The regulation does not seek to restrict spam or AI that suggests products to consumers. It will require chatbots to disclose to people who they are communicating with that they are in fact AI and not a human being. Generative AI, such images or video created by AI, will need to be flagged as content created by artificial intelligence.



Paragraph 30 of EU regulation 2024/1689 forbids using biometric data to predict a person's sexual orientation, religion, race, sexual behavior, or political opinions, although it provides for an exception for filtering through biometric data to comply with other EU and member nation laws - specifically noting that police forces can sort images by hair or eye color to identify suspects.

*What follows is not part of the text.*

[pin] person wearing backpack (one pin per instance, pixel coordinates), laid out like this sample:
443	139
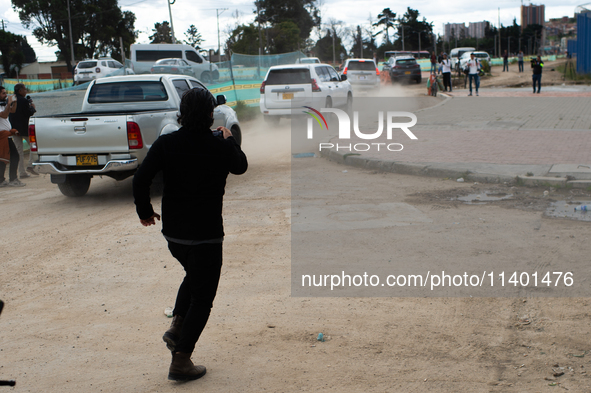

Paragraph 31 addresses the prohibition of social scoring systems, which use AI to evaluate the trustworthiness of an individual:


AI systems providing social scoring of natural persons by public or private actors may lead to discriminatory outcomes and the exclusion of certain groups. They may violate the right to dignity and non-discrimination and the values of equality and justice. Such AI systems evaluate or classify natural persons or groups thereof on the basis of multiple data points related to their social behaviour in multiple contexts or known, inferred or predicted personal or personality characteristics over certain periods of time. The social score obtained from such AI systems may lead to the detrimental or unfavourable treatment of natural persons or whole groups thereof in social contexts, which are unrelated to the context in which the data was originally generated or collected or to a detrimental treatment that is disproportionate or unjustified to the gravity of their social behaviour. AI systems entailing such unacceptable scoring practices and leading to such detrimental or unfavourable outcomes should therefore be prohibited. That prohibition should not affect lawful evaluation practices of natural persons that are carried out for a specific purpose in accordance with Union and national law.


The People's Republic of China's Social Credit System helps to put individual debtors on blacklists, but is usually used to enforce regulations against companies.


The Act requires AI systems used for healthcare or employee recruitment to be monitored by humans, and ensure that they use high quality data. High risk AI systems will need to be registered in a database maintained by the EU and receive a declaration of conformity.


High risk AI systems will have to have a CE marking (physical or digital) to show that they conform with the Act. A CE 'conformité européenne' marking looks like this:



. . . it is used widely to show that the product conforms with health and safety regulations.


AI developers will not have to fully comply with the EU AI Act until August 2, 2027.